Agent Integration

SocialSeed Tasker is designed to be the operational brain for autonomous coding agents. It provides the structured data and context that LLMs need to navigate a codebase effectively.

Code-as-Graph Context

When an agent starts working on an issue, it can request the "Code Context". Tasker analyzes the issue description and the code graph to identify relevant files and symbols.

tasker agent context --issue login_fix

This command returns a structured JSON containing:

  • Related code files and their summaries.
  • Key symbols (classes/functions) that might need modification.
  • Recent changes in related modules.

Reasoning Logs & History

Agents should log their decision-making process. This allows human architects to review the "Why" behind automated changes. You can also query the historical reasoning of any agent to understand past architectural choices.

Logging Reasoning

tasker agent reasoning --issue login_fix --thought "Refactoring JWT validator to use RS256" --decision "IMPLEMENTED"

Viewing History

tasker reasoning history --issue login_fix

This command displays a chronological list of thoughts, decisions, and confidence scores provided by agents for a specific issue.

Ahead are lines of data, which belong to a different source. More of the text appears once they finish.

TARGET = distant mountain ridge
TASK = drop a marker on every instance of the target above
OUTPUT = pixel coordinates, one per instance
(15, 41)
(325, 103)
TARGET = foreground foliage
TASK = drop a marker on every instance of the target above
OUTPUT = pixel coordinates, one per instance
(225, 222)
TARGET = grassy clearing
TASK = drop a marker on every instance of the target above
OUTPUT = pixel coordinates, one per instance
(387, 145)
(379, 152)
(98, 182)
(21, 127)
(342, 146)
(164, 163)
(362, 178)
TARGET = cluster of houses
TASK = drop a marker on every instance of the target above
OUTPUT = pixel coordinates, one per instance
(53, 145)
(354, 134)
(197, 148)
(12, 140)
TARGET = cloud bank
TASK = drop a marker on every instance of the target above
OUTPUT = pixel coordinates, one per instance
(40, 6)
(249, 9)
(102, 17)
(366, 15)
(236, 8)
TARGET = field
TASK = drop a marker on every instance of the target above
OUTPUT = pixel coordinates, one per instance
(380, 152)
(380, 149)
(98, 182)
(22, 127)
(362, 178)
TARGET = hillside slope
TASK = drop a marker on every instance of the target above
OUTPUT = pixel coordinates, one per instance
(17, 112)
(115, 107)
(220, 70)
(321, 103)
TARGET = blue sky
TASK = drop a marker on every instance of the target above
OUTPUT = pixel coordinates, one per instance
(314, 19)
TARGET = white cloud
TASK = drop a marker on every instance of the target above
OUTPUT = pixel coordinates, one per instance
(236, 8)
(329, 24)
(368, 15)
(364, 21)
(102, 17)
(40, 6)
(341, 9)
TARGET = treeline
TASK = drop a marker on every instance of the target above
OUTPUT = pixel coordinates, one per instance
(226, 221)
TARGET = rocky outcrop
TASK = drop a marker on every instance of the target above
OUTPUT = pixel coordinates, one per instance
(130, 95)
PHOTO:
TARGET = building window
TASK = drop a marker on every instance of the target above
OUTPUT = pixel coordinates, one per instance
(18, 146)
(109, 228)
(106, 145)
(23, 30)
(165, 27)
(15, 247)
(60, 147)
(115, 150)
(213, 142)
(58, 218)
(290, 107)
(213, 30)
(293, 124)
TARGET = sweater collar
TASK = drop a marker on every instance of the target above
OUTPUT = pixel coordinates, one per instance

AI Suggestions & Semantic Search

Tasker indexes issues and code symbols using vector embeddings. Agents can use semantic search to find similar past issues and how they were solved, or get intelligent suggestions for the current task.

Get Suggestions

tasker agent suggest --issue login_fix --limit 3

Analyzes the current issue and searches the graph for the most relevant historical context and similar resolved tasks.

RAG Search

tasker rag search "how to handle concurrent database connections"

Agent Lifecycle Tracking

Tasker tracks which agent is working on which issue, providing real-time visibility into the autonomous development process.

Status Description
AGENT_WORKING Flag indicating an AI is currently modifying the component.
PENDING_REVIEW Issue implemented by an agent, waiting for human verification.